フランス通信が25日火曜、報じたところによりますと、目撃者の話では、ギャングの構成員は現地時間の24日未明、市内数か所の住宅街の民家に押し入り、襲撃しました。
また住民の1人は、「午前3時にギャングがやって来てきて、銃撃が起きた」と証言しています。
実際に市内の大部分は組織犯罪組織に支配されているとともに、ハイチはここ数か月、ギャングの暴力、治安の悪さ、広範囲にわたる誘拐に悩まされています。
首都ポルトープランスでは、200を超える武装犯罪集団が取り締まりを完全に逃れた状態で活動していると推定されています。
また、ロイター通信によりますと、警察は「武装した複数人が乗っていたマイクロバスを捜索し、武器などを押収した。さらにこの車両で移動していた10人以上が、住民によるリンチ(私刑)で殺害された」としています。
ネットで拡散された画像や動画からは、ギャング構成員と思われる少なくとも3人が白昼に殺害され、焼かれた様子が見られます。

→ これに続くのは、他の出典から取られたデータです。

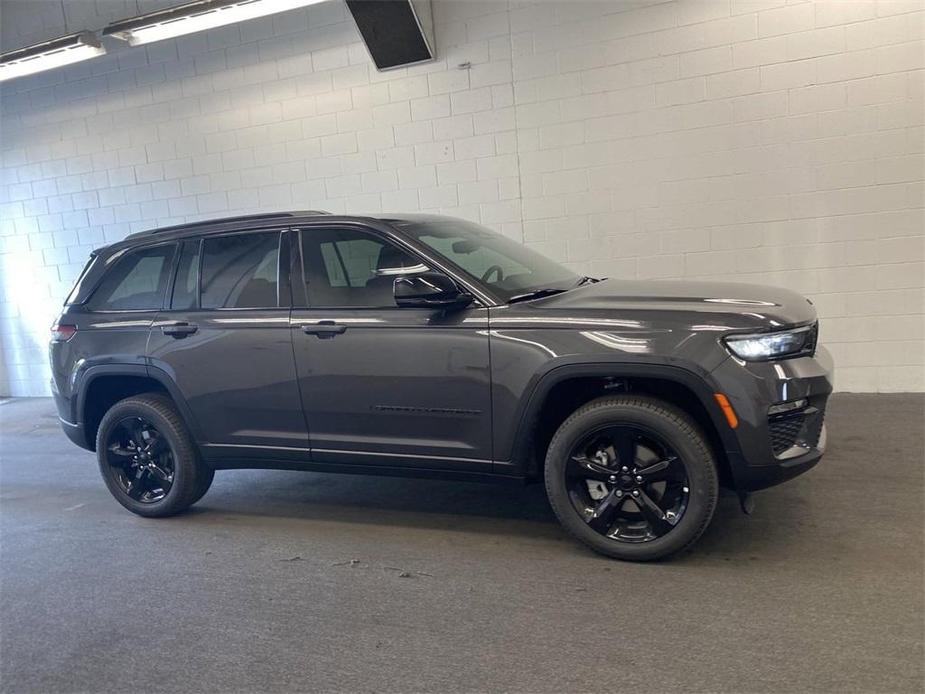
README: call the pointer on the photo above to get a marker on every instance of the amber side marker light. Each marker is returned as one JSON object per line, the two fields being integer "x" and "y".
{"x": 726, "y": 407}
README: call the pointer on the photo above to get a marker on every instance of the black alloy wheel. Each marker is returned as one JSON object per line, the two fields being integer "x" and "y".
{"x": 148, "y": 459}
{"x": 627, "y": 483}
{"x": 633, "y": 477}
{"x": 141, "y": 460}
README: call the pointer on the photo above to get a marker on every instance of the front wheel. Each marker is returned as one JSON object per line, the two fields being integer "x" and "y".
{"x": 148, "y": 459}
{"x": 632, "y": 477}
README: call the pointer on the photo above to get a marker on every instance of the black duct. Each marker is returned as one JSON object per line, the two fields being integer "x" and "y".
{"x": 396, "y": 32}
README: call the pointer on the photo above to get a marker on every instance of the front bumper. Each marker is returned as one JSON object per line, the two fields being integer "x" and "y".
{"x": 774, "y": 449}
{"x": 75, "y": 432}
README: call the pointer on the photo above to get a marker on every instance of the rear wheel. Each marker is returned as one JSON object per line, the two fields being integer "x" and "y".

ハイチでは2021年以降、犯罪組織の力と影響力が大幅に増大しており、特に同年7月にジョブネル・モイーズ大統領が暗殺されて以降、同国の大部分がこうした組織に支配され、実質的に国内は無法状態となっています。
ハイチの国内情勢は食料と燃料の不足、ギャングの暴力の増加、コレラ発生により、警戒状態にあります。
国連のアントニオ・グテーレス事務総長は報告書で、武装したギャング同士の縄張り争いが首都圏全域に拡大し、これまで影響を受けていなかった地域にも広がっていると指摘した上で、「死者数とギャングの支配下に置かれた地域が広がり、首都の治安の悪化は紛争下に近い状態にある」と述べました。
なお、グテーレス国連事務総長は昨年10月、ハイチのアリエル・アンリ首相の要請を受け、安保理に現地警察が秩序を回復できるよう支援を求めていましたが、今回の事件を受け「国際的な専門部隊の即時配備を改めて要請する」としています。
ハイチで確認された殺人件数は、昨年の第4四半期は673件だったのが、今年の第1四半期には815件と、ここ数か月で21%増加し、誘拐件数も391件から63%増の637件に拡大しています。
国連のハイチ担当人道調整官の報告によれば、同国でのギャングの抗争による死者は4月14~19日で70人近くに上り、うち少なくとも2人は子どもだったということです。